There are problems with this argument, however, which could divide the traditionally Left-and-libertarian-leaning legalization coalition. Libertarian activists for drug freedom see the struggle as but one cog in a massive fight to remove excessive paternalistic control over not just peoples’ health, but also over anything they could choose to spend money on. Left-leaning drug advocates, meanwhile, often view the issue as more isolated, and may even support legalization because of the increased revenues that can be taken in by the state. What is not clear is whether the former group would be able to stomach working with the latter, when it is clear that the latter could turn on them the instant this particular fight is won.

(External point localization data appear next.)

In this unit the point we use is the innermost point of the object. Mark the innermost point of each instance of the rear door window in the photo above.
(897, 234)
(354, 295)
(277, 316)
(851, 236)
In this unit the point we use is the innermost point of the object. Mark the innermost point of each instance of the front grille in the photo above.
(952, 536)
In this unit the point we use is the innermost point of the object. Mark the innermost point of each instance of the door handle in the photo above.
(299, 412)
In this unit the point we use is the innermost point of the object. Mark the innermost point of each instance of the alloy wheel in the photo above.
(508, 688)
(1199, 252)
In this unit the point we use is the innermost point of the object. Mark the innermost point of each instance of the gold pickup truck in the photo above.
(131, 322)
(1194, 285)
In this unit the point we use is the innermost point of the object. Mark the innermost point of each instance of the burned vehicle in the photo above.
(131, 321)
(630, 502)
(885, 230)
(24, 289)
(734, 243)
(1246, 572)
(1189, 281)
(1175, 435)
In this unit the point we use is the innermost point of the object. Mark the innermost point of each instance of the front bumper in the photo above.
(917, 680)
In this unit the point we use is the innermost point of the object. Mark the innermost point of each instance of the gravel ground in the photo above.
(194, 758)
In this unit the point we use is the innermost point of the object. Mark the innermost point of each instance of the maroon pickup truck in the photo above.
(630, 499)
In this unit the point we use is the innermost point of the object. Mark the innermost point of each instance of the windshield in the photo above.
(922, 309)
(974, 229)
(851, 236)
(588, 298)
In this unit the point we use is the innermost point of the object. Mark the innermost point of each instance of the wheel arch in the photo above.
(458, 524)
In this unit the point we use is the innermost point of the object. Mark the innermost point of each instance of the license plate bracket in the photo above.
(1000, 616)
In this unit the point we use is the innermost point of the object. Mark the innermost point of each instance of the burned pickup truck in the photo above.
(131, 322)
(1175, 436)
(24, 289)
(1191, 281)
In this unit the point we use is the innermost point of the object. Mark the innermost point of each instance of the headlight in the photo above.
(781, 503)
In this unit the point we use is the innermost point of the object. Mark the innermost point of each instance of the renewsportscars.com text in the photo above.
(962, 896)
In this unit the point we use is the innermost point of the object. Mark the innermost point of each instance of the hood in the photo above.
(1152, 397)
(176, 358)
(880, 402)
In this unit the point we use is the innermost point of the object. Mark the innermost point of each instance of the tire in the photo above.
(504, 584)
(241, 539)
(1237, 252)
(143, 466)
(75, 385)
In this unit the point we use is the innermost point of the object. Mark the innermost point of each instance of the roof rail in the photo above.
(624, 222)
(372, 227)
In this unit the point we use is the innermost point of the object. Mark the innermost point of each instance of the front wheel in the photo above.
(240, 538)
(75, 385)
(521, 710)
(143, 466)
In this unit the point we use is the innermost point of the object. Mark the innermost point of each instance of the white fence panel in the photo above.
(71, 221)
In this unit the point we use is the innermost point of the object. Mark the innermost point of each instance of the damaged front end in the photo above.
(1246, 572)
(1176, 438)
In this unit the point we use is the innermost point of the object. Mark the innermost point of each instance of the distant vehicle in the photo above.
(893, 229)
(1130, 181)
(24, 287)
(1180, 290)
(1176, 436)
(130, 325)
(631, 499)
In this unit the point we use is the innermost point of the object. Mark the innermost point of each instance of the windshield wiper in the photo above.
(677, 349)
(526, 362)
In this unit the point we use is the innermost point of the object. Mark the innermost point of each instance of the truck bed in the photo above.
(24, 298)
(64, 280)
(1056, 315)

At the level of academic tax policy, moreover, the argument that marijuana legalization would lead to increased revenues from the drug’s sales doesn’t necessarily follow. To be sure, revenues would be gained, but it’s not clear whether those revenues would match the economic growth that can come from the personal wealth which drug suppliers can invest. Moreover, if overtaxed, the industry already possesses an ample capacity to move underground and avoid the taxation system, and has enough ties to corruption and organized crime to escape taxation altogether, even with being technically legal.
On the other hand, while sales taxes might not significantly increase revenue, business would almost certainly improve in California if the drug were legalized, not least of all via increasing tourism, which might give a boost to California’s stagnant economy, thus obviating the need for the state legislature to squeeze revenue from wherever it can find it.
These questions can and should be answered, but the trouble is, that given the extremely contentious nature of both tax policy and drug policy, the debates over them are likely to generate far more heat than light. Californians are in for a knock-down, drag-out political fistfight once these issues are perceived as linked, and given the many local ordinances sprouting regarding marijuana use, they almost certainly will see them linked.
Voters are simply advised to keep their heads.